Pour le rôle de Michel, Carné pensa évidemment à Jean Marais. Mais à quelques jours du tournage, le producteur renonça au projet devant les risques d’interdiction du film par la censure et Carné se mit avec Jacques Prévert à travailler sur le projet qui aboutit aux Visiteurs du Soir.
Ce n’est qu’à la fin de l’année 1949 que Carné proposa Juliette au producteur Sacha Gordine, qui venait de produire La Marie du Port. Les décors furent confiés à Alexandre Trauner, collaborateur régulier de Carné depuis Le Quai des brumes et Drôle de drame, notamment sur Le Jour se lève, Hôtel du Nord et Les Visiteurs du soir, tout comme Henri Alekan, également chef opérateur sur La Belle et la bête de Cocteau en plus de ses films tournés avec Carné.

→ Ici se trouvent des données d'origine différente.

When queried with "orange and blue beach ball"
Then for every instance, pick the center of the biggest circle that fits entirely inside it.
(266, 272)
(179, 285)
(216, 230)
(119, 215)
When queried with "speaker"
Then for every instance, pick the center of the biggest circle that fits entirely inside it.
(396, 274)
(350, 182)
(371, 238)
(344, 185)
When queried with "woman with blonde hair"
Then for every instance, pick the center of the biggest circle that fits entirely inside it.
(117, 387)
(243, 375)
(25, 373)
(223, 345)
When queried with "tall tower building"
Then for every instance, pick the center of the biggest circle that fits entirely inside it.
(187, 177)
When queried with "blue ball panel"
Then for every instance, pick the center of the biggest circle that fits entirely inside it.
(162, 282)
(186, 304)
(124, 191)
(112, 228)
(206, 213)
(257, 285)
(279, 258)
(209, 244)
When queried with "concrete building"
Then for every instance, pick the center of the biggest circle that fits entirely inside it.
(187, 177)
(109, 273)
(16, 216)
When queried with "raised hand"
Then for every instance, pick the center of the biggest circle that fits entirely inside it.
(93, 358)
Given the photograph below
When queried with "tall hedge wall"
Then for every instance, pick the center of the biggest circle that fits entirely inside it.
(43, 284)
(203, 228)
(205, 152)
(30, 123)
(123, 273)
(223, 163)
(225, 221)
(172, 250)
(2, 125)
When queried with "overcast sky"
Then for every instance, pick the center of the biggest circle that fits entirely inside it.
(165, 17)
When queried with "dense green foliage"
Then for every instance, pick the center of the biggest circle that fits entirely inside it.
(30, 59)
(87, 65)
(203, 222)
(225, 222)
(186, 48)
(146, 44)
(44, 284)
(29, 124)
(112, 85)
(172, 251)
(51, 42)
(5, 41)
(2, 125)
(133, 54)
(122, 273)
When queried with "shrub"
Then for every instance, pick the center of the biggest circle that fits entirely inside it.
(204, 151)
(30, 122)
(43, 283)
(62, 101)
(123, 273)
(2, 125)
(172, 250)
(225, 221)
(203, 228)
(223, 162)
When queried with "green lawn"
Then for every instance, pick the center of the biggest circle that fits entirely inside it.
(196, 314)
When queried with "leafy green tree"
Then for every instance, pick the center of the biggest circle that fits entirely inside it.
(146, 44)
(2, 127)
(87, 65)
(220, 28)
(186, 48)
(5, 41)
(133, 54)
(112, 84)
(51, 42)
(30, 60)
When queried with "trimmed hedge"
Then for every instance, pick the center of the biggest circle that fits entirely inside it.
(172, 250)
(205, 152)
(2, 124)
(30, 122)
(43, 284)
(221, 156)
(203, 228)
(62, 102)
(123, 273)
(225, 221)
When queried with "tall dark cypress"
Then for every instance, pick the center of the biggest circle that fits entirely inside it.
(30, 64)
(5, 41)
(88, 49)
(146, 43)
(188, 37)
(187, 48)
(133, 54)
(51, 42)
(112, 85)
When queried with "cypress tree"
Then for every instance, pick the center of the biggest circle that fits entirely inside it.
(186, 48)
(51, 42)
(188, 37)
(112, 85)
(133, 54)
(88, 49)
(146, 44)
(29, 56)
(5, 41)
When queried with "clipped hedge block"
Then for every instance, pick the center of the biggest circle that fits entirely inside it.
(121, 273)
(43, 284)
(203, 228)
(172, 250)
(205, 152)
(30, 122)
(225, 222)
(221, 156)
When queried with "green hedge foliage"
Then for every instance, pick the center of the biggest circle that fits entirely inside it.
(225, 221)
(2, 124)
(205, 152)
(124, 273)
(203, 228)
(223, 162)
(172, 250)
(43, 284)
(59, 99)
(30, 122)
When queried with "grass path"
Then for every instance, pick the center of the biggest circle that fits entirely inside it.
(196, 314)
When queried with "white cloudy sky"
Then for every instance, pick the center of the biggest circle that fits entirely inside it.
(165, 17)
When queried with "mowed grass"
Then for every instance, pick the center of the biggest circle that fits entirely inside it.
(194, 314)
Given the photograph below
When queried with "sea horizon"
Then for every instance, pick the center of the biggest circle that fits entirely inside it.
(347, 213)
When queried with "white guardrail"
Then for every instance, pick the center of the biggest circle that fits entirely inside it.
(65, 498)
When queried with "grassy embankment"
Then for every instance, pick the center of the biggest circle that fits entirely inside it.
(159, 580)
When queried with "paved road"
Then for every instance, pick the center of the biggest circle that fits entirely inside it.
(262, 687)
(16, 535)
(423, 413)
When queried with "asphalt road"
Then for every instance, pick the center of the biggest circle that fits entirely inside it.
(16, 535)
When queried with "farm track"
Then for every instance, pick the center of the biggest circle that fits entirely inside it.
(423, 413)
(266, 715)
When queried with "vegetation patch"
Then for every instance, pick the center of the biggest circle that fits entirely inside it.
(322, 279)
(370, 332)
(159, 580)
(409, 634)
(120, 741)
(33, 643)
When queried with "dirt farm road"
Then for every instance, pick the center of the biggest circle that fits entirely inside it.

La musique fut elle dirigée d’une main de maître par Joseph Kosma, qui avait aussi travaillé sur les films de Jean Renoir (Partie de Campagne, La Grande Illusion, La Bête humaine) et qui sera primé à Cannes pour cette partition.
Du côté des acteurs, Carné envisagea d’abord de confier le rôle de Barbe Bleue au Frederick Lemaitre des Enfants du Paradis, à Pierre Brasseur ou encore à Gérard Oury (qui n’était pas alors le réalisateur que l’on connait). Pour Juliette, il y eut sept essais, avec notamment Leslie Caron qui signa un contrat avec la MGM à Hollywood la veille d’être sélectionnée. Et c’est l’actrice canadienne Suzanne Cloutier, qui venait de tourner sous la direction d’Orson Welles dans le splendide Othello, qui fut finalement choisie pour jouer le rôle de la femme pure et ingénue que l’on retrouve dans quasi tous les films de Carné, depuis Lisette Lanvin dans Jenny en passant par Marie Déa dans les Visiteur du Soir et Jacqueline Laurent dans Le Jour se lève.
Puis, le rôle de l’accordéoniste fut donné à Yves Robert, le futur réalisateur du Grand Blond avec une chaussure noire. Quant au rôle de Michel, après avoir essayé en vain Serge Reggiani et Michel Auclair, Carné se décida pour Gérard Philipe.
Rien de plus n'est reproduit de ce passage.